Mentre Giuseppe Mazzini, il pericoloso sovversivo ricercato dalle polizie di mezza Europa, governava al Quirinale e Giuseppe Garibaldi comandava un esercito di volontari, per difendere Roma dall’attacco straniero, arrivò da tutta Italia e dalle principali capitali europee una moltitudine di ragazzi e ragazze, tra cui il giovane Goffredo Mameli. E’ di Goffredo Mameli il telegramma “Venite, Roma, Repubblica!” con cui si invitava Mazzini a raggiungere la Repubblica Romana.

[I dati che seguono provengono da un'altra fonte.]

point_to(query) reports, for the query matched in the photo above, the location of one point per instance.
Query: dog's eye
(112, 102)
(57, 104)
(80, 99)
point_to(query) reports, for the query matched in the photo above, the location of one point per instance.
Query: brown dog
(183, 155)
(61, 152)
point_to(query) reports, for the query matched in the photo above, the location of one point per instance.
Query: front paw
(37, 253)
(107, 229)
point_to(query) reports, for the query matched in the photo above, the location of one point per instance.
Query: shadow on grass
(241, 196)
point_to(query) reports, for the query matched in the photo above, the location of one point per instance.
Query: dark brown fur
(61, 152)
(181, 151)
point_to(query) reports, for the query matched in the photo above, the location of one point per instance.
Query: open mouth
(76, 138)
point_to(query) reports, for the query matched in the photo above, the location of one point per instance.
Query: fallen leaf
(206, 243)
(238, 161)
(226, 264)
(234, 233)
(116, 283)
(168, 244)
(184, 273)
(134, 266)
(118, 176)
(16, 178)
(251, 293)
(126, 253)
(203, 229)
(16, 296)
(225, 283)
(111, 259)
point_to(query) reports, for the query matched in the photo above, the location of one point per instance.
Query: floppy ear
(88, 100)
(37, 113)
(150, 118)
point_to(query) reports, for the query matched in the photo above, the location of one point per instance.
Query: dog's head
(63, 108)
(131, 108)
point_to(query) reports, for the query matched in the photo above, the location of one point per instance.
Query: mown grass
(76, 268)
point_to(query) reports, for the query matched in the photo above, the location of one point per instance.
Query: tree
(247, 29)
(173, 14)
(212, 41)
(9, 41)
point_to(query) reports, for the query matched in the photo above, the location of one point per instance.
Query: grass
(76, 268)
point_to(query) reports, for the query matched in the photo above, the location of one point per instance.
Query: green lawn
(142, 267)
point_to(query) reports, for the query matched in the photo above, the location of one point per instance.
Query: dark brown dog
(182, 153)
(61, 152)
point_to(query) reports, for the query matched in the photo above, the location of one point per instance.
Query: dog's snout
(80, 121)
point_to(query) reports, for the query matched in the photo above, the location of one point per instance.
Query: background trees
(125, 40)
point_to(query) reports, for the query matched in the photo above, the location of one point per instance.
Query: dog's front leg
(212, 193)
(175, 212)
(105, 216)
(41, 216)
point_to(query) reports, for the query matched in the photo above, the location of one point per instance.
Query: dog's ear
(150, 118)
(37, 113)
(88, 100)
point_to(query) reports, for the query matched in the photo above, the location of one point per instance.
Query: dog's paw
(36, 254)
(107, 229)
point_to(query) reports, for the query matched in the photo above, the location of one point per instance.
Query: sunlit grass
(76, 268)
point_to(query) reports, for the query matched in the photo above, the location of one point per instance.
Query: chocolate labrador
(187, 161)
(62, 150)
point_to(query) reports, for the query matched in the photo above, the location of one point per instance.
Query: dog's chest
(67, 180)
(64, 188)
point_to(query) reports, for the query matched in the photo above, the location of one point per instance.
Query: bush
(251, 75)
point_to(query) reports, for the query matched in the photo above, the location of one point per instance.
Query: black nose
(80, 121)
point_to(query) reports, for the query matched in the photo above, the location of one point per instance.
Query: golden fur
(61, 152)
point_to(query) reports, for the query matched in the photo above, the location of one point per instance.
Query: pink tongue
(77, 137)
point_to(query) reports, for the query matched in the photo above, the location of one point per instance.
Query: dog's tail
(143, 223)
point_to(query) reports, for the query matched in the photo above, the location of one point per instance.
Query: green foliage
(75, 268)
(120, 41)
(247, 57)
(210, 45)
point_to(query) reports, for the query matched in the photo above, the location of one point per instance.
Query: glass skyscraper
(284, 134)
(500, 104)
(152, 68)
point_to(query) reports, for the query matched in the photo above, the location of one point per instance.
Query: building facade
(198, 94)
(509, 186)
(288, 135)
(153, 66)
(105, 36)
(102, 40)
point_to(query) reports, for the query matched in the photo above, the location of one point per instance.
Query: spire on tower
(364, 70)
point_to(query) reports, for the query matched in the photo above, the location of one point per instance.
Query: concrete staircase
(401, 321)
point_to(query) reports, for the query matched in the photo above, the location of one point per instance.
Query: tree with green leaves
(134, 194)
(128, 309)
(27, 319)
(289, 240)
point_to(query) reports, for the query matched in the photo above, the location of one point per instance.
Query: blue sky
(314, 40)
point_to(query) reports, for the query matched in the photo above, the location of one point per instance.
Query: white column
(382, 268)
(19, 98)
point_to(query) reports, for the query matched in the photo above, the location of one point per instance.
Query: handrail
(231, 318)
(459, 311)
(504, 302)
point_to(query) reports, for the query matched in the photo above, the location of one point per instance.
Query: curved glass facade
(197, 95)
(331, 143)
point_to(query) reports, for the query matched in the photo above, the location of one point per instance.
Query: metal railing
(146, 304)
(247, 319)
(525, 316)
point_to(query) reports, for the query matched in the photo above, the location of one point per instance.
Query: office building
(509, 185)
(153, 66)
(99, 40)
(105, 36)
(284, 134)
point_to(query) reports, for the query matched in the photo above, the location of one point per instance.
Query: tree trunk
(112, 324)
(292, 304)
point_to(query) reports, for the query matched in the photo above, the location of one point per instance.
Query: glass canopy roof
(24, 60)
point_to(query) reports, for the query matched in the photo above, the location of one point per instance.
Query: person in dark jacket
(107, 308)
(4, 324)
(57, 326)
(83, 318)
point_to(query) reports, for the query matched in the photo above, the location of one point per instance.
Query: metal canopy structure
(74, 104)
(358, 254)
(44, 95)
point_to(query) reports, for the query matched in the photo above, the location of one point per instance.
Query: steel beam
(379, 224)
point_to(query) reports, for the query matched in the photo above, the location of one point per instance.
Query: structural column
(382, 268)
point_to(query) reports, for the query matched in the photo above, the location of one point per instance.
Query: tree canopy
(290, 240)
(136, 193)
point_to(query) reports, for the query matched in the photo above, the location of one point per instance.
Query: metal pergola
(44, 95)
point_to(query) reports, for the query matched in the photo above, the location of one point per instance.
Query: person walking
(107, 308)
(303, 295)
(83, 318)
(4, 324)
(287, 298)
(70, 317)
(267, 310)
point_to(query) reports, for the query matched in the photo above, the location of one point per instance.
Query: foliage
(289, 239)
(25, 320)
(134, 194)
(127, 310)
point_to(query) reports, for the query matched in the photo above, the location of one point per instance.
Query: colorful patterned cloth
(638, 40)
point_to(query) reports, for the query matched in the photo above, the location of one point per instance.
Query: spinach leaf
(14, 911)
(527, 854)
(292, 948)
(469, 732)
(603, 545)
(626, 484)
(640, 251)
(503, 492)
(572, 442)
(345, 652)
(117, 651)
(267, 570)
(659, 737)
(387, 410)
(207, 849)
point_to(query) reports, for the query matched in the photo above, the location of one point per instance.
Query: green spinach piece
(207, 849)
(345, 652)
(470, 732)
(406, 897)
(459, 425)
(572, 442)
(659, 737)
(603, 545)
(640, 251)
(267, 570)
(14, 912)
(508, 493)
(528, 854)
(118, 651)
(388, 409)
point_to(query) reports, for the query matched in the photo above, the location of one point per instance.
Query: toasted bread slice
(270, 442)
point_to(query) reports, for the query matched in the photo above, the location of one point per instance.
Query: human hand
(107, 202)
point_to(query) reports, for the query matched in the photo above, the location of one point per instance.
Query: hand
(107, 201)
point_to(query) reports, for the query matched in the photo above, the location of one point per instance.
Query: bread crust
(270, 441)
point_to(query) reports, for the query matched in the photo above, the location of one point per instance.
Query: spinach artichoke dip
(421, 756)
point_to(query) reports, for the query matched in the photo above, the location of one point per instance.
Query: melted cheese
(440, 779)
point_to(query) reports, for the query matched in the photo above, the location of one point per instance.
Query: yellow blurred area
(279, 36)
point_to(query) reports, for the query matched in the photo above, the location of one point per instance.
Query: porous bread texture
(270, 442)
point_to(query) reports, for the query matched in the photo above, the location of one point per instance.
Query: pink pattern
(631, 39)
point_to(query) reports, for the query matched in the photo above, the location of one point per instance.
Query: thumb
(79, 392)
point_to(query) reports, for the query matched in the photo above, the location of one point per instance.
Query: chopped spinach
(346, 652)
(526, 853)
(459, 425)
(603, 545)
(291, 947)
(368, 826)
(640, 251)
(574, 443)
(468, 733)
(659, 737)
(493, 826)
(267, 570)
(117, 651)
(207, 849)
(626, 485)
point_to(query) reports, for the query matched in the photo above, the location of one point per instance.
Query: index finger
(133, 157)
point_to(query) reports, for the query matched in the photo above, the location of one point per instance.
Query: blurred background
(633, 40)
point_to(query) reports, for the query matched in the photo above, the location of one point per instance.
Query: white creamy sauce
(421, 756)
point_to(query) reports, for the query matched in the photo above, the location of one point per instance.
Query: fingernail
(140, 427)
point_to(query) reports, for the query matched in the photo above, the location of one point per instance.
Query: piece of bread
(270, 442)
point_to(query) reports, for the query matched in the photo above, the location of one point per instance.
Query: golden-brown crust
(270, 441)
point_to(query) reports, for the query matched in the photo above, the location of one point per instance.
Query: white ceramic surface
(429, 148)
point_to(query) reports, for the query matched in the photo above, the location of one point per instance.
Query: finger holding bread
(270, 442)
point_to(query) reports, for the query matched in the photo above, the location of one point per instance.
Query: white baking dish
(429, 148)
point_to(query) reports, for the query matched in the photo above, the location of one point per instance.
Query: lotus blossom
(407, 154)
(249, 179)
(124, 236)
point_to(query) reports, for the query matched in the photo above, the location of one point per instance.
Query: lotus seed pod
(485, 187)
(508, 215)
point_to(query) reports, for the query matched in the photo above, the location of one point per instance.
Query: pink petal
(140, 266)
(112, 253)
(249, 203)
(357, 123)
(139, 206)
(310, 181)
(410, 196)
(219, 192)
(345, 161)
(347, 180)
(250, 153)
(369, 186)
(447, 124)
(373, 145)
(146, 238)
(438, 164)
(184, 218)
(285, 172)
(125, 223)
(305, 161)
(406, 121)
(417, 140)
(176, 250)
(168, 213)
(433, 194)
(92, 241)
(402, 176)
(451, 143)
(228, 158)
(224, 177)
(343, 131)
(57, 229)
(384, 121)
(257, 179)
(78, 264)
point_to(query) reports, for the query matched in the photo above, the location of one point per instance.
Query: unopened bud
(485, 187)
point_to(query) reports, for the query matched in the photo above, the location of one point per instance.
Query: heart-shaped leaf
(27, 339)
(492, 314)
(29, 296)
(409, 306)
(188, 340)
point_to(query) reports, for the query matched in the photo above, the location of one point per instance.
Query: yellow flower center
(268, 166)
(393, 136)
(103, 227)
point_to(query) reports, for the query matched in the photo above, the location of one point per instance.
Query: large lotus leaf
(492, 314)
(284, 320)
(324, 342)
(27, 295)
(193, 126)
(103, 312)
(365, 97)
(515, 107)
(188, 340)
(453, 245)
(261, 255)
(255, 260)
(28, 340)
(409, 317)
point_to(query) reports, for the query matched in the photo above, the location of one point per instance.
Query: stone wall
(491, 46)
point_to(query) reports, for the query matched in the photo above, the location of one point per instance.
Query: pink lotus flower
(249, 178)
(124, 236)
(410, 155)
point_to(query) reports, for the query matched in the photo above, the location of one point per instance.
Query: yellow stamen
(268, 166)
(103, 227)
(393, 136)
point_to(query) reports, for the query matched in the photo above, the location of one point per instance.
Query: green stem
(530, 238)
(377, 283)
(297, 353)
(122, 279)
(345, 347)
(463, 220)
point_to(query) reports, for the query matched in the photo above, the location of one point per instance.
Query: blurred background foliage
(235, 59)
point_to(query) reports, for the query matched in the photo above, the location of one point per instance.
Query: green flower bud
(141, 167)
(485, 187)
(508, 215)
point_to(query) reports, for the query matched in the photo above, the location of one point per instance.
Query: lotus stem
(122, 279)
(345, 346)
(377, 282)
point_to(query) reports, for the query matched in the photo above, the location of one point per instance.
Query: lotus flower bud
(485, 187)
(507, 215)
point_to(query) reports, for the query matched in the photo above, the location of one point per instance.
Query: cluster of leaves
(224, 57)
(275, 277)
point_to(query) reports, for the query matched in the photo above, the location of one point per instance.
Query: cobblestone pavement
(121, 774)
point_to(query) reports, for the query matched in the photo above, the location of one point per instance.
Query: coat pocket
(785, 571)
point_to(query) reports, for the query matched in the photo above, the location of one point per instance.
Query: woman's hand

Il giovane Mameli si prodigò nella difesa della Repubblica Romana assalita dai francesi, partecipando ai principali fatti d’armi, malgrado le debilitate condizioni fisiche causategli da una febbre persistente. Nei combattimenti fuori Porta di San Pancrazio del 3 giugno 1849, Mameli, allora aiutante di campo di Garibaldi, fu ferito alla gamba sinistra. Mameli, il ragazzo genovese che Garibaldi aveva voluto nel suo Stato Maggiore, per tutta la giornata aveva portato ai reparti d’assalto, sotto il fuoco nemico, gli ordini del generale ma era avvilito per non aver potuto partecipare all’azione.

La ferita sembrava leggera, ma subentrò un’infezione che aggravò progressivamente l’infermità del malato. In breve, le condizioni di Goffredo Mameli peggiorarono e per evitare la cancrena, gli fu amputata la gamba. Lo stesso Giuseppe Mazzini – l’uomo più ricercato dalle polizie degli Stati reazionari d’Europa – non fuggì da una Roma assediata e riconquistata dai francesi. Per molti giorni, all’ospedale dei Pellegrini, vegliò Goffredo Mameli che, a 22 anni non ancora compiuti, stava morendo, recitando versi in delirio.

Nel 1946, con la nascita della Repubblica Italiana, si decise che “provvisoriamente” la musica del giovane eroe genovese poteva essere adottata come inno Nazionale. «Su proposta del Ministro della Guerra – si legge nel verbale di seduta del Consiglio dei Ministri presieduto da Alcide De Gasperi – si è stabilito che il giuramento delle Forze Armate alla Repubblica e al suo Capo si effettui il 4 novembre e che, provvisoriamente, si adotti come inno nazionale l’inno di Mameli».
Siamo oramai ai giorni nostri, quando con la legge n. 181 del 4 dicembre 2017, dal titolo “Riconoscimento del «Canto degli italiani» di Goffredo Mameli quale inno Nazionale della Repubblica”, l’inno di Mameli viene riconosciuto dallo Stato Italiano come inno Nazionale. Il primo comma dell’art.1 recita: «1. La Repubblica riconosce il testo del «Canto degli italiani» di Goffredo Mameli e lo spartito musicale originale di Michele Novaro quale proprio inno Nazionale».

Come sottolineato dal nostro Presidente Sergio Mattarella, vi è una evidente continuità e un nesso ideale che lega il Risorgimento alla Resistenza, alla Repubblica, ai valori sanciti nella nostra Carta Costituzionale.

Ecco. Con questi pensieri rivolti al passato, celebriamo oggi, in piena emergenza epidemiologica, i 160 anni dell’Unità d’Italia, proiettandoci con fiducia al futuro. I grandi del Risorgimento non fecero sogni di conquista. Essi sognarono l’unità e la libertà d’Italia, e l’indipendenza di tutti i popoli. Continuiamo oggi a guardare lontano, con lo stesso animo, come hanno fatto gli uomini del nostro Risorgimento.

Evviva il 17 marzo 1861, evviva l’Italia!